Recorded MaMA Trainings Available Soon

Because of recent expansion of the MaMA program and exciting new advances, we are in the process of recording new training materials that will replace those previously available. These will comprise the following: 1) Overview of the MaMA program, its citizen-science projects and management tools; 2) How to recognize ash and EAB signs and participate in the MaMA Ash/EAB Surveys citizen-science project; 3) How to conduct a MaMA Rapid Ash Mortality Assessment (MaMA RaMA); 4) How to set up a MaMA Monitoring Plots Network plot; and 5) How to use MaMA Lingering Ash Search to find and report lingering ash and potential lingering ash. To be notified when the recorded trainings become available, please send an email to outreach@monitoringash.org.

Brief descriptions of each of the trainings are provided below. Although viewing them is not required for those who have attended an in-person training workshop or who will attend a workshop before collecting data, these recorded trainings can serve as additional resources. To be notified when the recorded trainings become available, please send an email to outreach@monitoringash.org.

The recorded trainings comprise the following:

1) Overview of the MaMA program, its citizen science projects and management tools.

This overview includes description of the essential tasks for each stage of EAB invasion, explanation of MaMA’s unique decision tree to help you manage ash, exploration of its other ash management resources, brief introductions to its citizen-science projects, and training in use of its interactive, georeferenced action maps to find the highest priority ash conservation actions for your location. It also explains how the USFS EAB Resistance Breeding Program has been able to yield highly resistant native trees using material collected from lingering ash.

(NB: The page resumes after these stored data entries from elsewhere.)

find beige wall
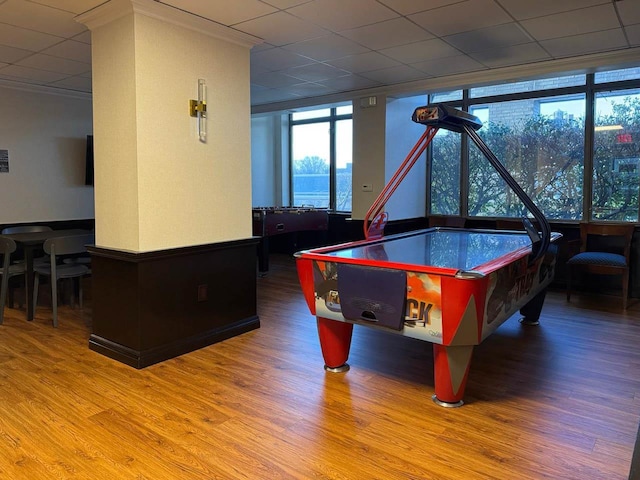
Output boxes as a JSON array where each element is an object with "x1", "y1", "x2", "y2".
[
  {"x1": 91, "y1": 13, "x2": 139, "y2": 249},
  {"x1": 0, "y1": 85, "x2": 93, "y2": 224},
  {"x1": 352, "y1": 95, "x2": 387, "y2": 220},
  {"x1": 89, "y1": 4, "x2": 254, "y2": 252}
]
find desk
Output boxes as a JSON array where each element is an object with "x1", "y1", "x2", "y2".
[
  {"x1": 295, "y1": 227, "x2": 562, "y2": 407},
  {"x1": 4, "y1": 229, "x2": 90, "y2": 320},
  {"x1": 252, "y1": 207, "x2": 328, "y2": 274}
]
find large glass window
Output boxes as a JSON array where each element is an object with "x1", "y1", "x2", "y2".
[
  {"x1": 430, "y1": 129, "x2": 461, "y2": 215},
  {"x1": 290, "y1": 105, "x2": 353, "y2": 210},
  {"x1": 470, "y1": 75, "x2": 586, "y2": 98},
  {"x1": 595, "y1": 67, "x2": 640, "y2": 84},
  {"x1": 467, "y1": 95, "x2": 585, "y2": 219},
  {"x1": 593, "y1": 89, "x2": 640, "y2": 221},
  {"x1": 335, "y1": 119, "x2": 353, "y2": 211},
  {"x1": 291, "y1": 122, "x2": 330, "y2": 208}
]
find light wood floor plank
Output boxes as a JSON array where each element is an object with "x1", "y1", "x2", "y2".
[{"x1": 0, "y1": 253, "x2": 638, "y2": 479}]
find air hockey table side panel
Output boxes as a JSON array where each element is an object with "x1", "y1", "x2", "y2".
[{"x1": 295, "y1": 240, "x2": 557, "y2": 346}]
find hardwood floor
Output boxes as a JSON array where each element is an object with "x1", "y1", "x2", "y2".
[{"x1": 0, "y1": 254, "x2": 638, "y2": 479}]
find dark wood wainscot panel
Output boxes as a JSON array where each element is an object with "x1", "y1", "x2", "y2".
[{"x1": 87, "y1": 238, "x2": 260, "y2": 368}]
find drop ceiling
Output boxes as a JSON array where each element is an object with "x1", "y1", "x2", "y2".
[{"x1": 0, "y1": 0, "x2": 638, "y2": 110}]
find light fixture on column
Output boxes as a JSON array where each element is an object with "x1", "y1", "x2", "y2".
[{"x1": 189, "y1": 78, "x2": 207, "y2": 142}]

2) How to recognize ash and EAB signs and participate in the MaMA Ash/EAB Surveys citizen-science project

To contribute data to any of MaMA’s citizen-science projects, you’ll need to know how to distinguish ash from other trees and also how to recognize the definitive evidence of EAB. You’ll learn how to do this and also how to report EAB evidence and EAB-caused die-off through the MaMA Ash/EAB Surveys project. Data for this project can be collected in minutes, help guide ash conservation actions, and have gained importance as agency tracking of EAB has been scaled back.

3) How to do MaMA Rapid Ash Mortality Assessments (MaMA RAMAs)

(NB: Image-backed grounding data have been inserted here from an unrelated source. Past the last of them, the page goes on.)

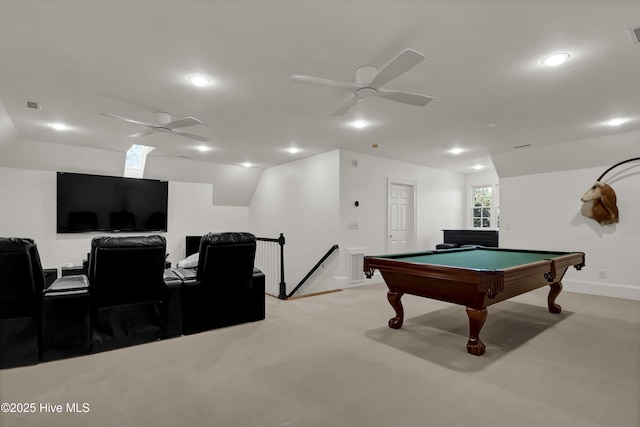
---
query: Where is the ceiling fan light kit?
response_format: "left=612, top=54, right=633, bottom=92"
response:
left=290, top=48, right=434, bottom=116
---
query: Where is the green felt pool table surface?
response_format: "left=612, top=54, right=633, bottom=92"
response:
left=378, top=247, right=573, bottom=271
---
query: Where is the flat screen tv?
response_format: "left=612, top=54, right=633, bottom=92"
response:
left=57, top=172, right=168, bottom=233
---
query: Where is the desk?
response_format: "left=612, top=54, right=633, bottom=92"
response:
left=364, top=247, right=585, bottom=355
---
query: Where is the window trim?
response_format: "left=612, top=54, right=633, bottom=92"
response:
left=469, top=184, right=499, bottom=229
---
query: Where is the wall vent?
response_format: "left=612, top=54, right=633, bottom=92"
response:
left=26, top=101, right=40, bottom=109
left=629, top=26, right=640, bottom=44
left=348, top=247, right=366, bottom=284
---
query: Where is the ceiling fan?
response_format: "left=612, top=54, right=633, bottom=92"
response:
left=290, top=48, right=434, bottom=116
left=100, top=111, right=209, bottom=141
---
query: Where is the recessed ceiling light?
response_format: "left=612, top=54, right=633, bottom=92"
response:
left=241, top=162, right=253, bottom=168
left=351, top=120, right=369, bottom=129
left=188, top=74, right=212, bottom=87
left=472, top=165, right=485, bottom=170
left=50, top=122, right=68, bottom=131
left=541, top=53, right=571, bottom=66
left=287, top=147, right=301, bottom=154
left=449, top=148, right=464, bottom=155
left=196, top=145, right=210, bottom=152
left=605, top=118, right=627, bottom=126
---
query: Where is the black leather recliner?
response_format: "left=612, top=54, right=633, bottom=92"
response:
left=0, top=238, right=45, bottom=368
left=178, top=232, right=265, bottom=334
left=88, top=235, right=181, bottom=352
left=1, top=237, right=92, bottom=367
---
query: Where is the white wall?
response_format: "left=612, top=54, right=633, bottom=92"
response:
left=0, top=100, right=19, bottom=148
left=0, top=132, right=260, bottom=269
left=339, top=150, right=465, bottom=254
left=338, top=150, right=465, bottom=289
left=0, top=166, right=249, bottom=272
left=499, top=165, right=640, bottom=300
left=0, top=137, right=263, bottom=206
left=250, top=149, right=466, bottom=296
left=165, top=181, right=250, bottom=263
left=492, top=130, right=640, bottom=178
left=249, top=150, right=341, bottom=296
left=144, top=156, right=262, bottom=207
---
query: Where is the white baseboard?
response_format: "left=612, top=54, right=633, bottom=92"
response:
left=563, top=279, right=640, bottom=301
left=334, top=272, right=383, bottom=289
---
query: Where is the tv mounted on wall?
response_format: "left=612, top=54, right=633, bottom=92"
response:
left=57, top=172, right=169, bottom=233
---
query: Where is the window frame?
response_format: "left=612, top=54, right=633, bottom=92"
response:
left=469, top=184, right=499, bottom=229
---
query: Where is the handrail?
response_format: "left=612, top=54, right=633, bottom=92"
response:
left=257, top=234, right=286, bottom=299
left=287, top=244, right=339, bottom=299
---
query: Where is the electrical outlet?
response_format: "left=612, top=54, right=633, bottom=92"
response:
left=598, top=270, right=606, bottom=280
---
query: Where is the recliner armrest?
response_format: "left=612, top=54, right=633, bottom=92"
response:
left=43, top=275, right=89, bottom=296
left=172, top=267, right=197, bottom=283
left=41, top=275, right=91, bottom=361
left=163, top=269, right=183, bottom=338
left=250, top=268, right=265, bottom=321
left=252, top=268, right=265, bottom=290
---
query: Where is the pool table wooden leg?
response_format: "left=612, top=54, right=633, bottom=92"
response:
left=548, top=281, right=563, bottom=313
left=466, top=307, right=487, bottom=356
left=387, top=290, right=404, bottom=329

To find lingering ash requires timely searching areas after particular percentages of ash have been killed by EAB. Although monitoring plots provide the most precise data for this, MaMA RAMAs crucially enable mortality assessments in areas for which plots are not practical, while also requiring a smaller time commitment. For example, MaMA RAMAs can often be done by citizen scientists on publicly accessible land without needing a permit.

4) How to join the MaMA Monitoring Plots Network

The MaMA Monitoring Plots Network enables collection of precise data to determine when an area is ready to be searched for lingering ash. The rigorous data can also help managers craft more finely tuned EAB management strategies, while establishing and monitoring a plot often also serves as a focal point for EAB outreach. To establish a plot, you only need to have 40 mature native, chemically untreated ash whose health you check once a year.

5) How to use MaMA Lingering Ash Search to find and report lingering ash and potential lingering ash

Lingering ash, by definition, are mature trees that remain healthy at least 2 years after 95% of the mature ash in an area have been killed by EAB. Through the MaMA program, you’ll find out when your area is ready to be searched for lingering ash and “potential lingering ash” (healthy mature ash in areas where most of the ash are dead or in severe decline, but where the the 95% + 2-year threshold hasn’t yet been met). Protecting potential lingering ash from cutting is important because some may ultimately turn out to be actual lingering ash.

In this webinar, you’ll learn how to use the MaMA Lingering Ash Search citizen-science project to rigorously report lingering (and potential lingering) ash you find opportunistically as well the results of systematic searches for such trees. If you do a systematic search in an area that’s ready to be searched and don’t find any lingering (or potential lingering) trees, even reporting your negative results is very helpful because it prevent effort from being wasted on repeated searches of the same area.